In [5]:
import os
import time
import sys
import re
from subprocess import call
import numpy as np
from nltk import TweetTokenizer
from nltk.tokenize.stanford import StanfordTokenizer

# Downloading the models

As mentioned in the readme, here are the pretrained models you can download:

- [sent2vec_wiki_unigrams](https://drive.google.com/open?id=0B6VhzidiLvjSa19uYWlLUEkzX3c) 5GB (600dim, trained on english wikipedia)
- [sent2vec_wiki_bigrams](https://drive.google.com/open?id=0B6VhzidiLvjSaER5YkJUdWdPWU0) 16GB (700dim, trained on english wikipedia)
- [sent2vec_twitter_unigrams](https://drive.google.com/open?id=0B6VhzidiLvjSaVFLM0xJNk9DTzg) 13GB (700dim, trained on english tweets)
- [sent2vec_twitter_bigrams](https://drive.google.com/open?id=0B6VhzidiLvjSeHI4cmdQdXpTRHc) 23GB (700dim, trained on english tweets)
- [sent2vec_toronto books_unigrams](https://drive.google.com/open?id=0B6VhzidiLvjSOWdGM0tOX1lUNEk) 2GB (700dim, trained on the [BookCorpus dataset](http://yknzhu.wixsite.com/mbweb))
- [sent2vec_toronto books_bigrams](https://drive.google.com/open?id=0B6VhzidiLvjSdENLSEhrdWprQ0k) 7GB (700dim, trained on the [BookCorpus dataset](http://yknzhu.wixsite.com/mbweb))
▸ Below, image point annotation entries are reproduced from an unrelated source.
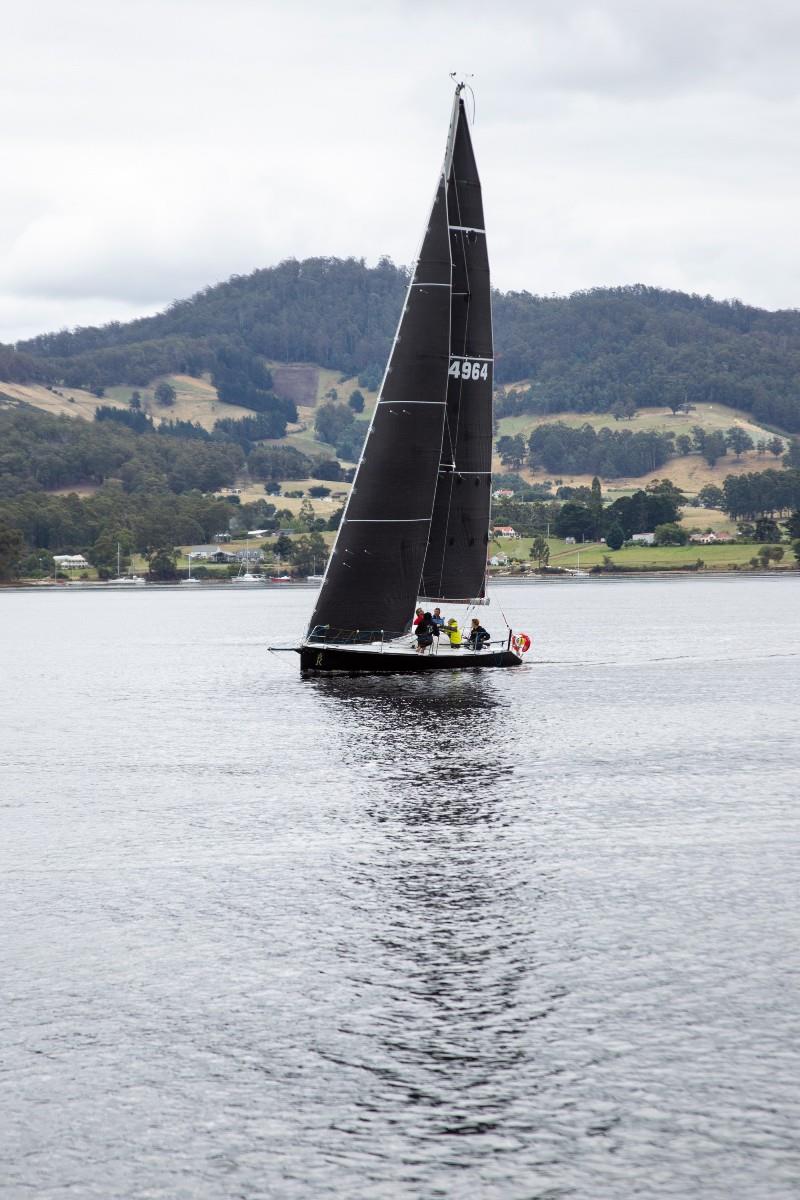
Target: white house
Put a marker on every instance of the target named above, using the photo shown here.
(71, 562)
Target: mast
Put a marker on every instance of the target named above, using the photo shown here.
(373, 575)
(455, 564)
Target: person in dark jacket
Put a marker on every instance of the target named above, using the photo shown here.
(426, 631)
(477, 636)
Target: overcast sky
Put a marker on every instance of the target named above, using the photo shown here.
(154, 147)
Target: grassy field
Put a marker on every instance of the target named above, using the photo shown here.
(690, 473)
(642, 557)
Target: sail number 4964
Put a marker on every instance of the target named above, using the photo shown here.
(467, 369)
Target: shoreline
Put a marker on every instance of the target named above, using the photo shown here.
(786, 573)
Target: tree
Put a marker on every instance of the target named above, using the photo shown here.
(793, 525)
(677, 399)
(331, 421)
(575, 521)
(306, 516)
(739, 439)
(11, 549)
(770, 553)
(164, 395)
(767, 529)
(162, 564)
(710, 497)
(283, 547)
(511, 450)
(671, 535)
(615, 537)
(596, 505)
(310, 553)
(540, 550)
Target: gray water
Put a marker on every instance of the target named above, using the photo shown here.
(524, 934)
# Code provided by Pagliardini et al.
For more details, please visit authors' [repository](https://github.com/epfml/sent2vec).

In [6]:
FASTTEXT_EXEC_PATH = os.path.abspath("./fasttext")
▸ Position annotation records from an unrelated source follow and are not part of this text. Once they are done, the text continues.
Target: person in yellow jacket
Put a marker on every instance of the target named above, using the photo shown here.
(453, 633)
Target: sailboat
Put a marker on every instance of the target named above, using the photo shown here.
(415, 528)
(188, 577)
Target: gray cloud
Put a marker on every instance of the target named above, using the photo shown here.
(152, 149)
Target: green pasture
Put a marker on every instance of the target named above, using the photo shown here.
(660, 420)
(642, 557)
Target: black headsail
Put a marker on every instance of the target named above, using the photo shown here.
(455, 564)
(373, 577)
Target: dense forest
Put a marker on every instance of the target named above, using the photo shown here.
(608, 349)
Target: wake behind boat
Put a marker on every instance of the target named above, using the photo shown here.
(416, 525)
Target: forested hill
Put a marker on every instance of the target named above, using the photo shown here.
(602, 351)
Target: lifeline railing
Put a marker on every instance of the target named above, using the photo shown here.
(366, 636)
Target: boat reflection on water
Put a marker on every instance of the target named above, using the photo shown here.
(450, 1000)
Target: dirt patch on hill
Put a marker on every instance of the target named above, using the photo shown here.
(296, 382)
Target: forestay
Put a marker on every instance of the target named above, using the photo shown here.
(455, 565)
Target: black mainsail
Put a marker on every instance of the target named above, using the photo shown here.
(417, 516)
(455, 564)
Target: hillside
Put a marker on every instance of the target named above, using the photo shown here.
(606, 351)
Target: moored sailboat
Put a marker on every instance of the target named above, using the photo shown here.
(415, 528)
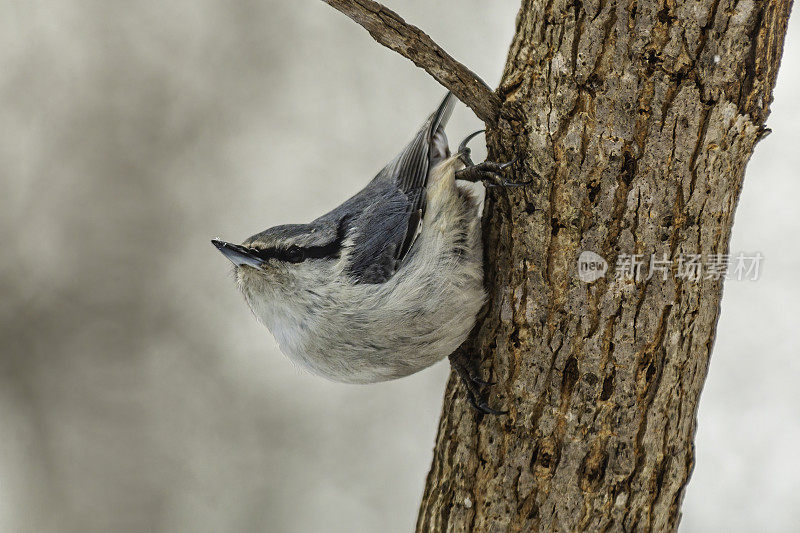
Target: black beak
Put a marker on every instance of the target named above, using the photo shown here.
(238, 255)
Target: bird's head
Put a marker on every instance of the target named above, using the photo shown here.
(287, 259)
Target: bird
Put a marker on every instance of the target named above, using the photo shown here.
(390, 281)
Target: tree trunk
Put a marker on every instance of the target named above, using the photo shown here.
(635, 120)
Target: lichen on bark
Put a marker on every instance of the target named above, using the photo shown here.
(634, 120)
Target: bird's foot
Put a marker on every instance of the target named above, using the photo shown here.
(464, 367)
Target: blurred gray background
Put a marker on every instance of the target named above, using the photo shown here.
(137, 393)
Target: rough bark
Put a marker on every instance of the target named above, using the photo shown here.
(635, 120)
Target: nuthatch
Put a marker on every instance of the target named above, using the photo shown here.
(389, 282)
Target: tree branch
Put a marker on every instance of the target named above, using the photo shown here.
(390, 30)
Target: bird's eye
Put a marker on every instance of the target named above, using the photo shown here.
(295, 254)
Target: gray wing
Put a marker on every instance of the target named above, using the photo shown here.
(384, 219)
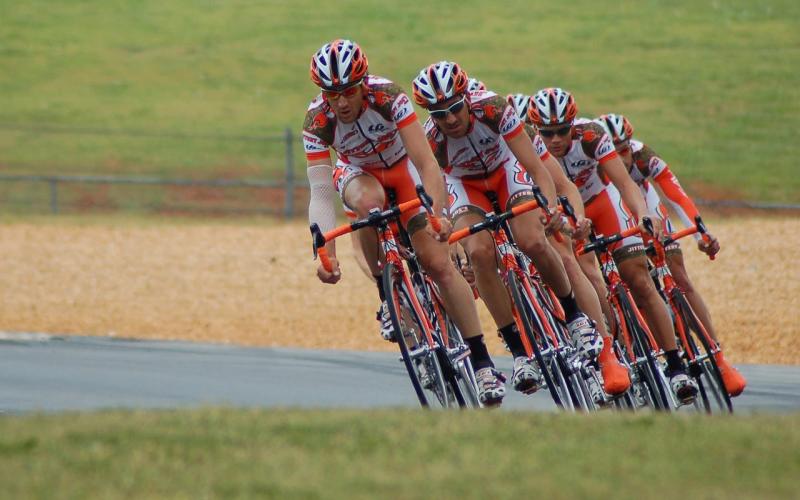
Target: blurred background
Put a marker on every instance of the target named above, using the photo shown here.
(188, 107)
BASE_SNLP_PATH = "/home/aires/repositories/sent2vec/models/stanford-corenlp-full-2017-06-09/"
SNLP_TAGGER_JAR = os.path.join(BASE_SNLP_PATH, "stanford-corenlp-3.8.0.jar")

MODEL_WIKI_UNIGRAMS = os.path.abspath("models/wiki_unigrams.bin")
# MODEL_WIKI_BIGRAMS = os.path.abspath("./sent2vec_wiki_bigrams")
# MODEL_TORONTOBOOKS_UNIGRAMS = os.path.abspath("./sent2vec_wiki_unigrams")
# MODEL_TORONTOBOOKS_BIGRAMS = os.path.abspath("./sent2vec_wiki_bigrams")
# MODEL_TWITTER_UNIGRAMS = os.path.abspath('./sent2vec_twitter_unigrams')
# MODEL_TWITTER_BIGRAMS = os.path.abspath('./sent2vec_twitter_bigrams')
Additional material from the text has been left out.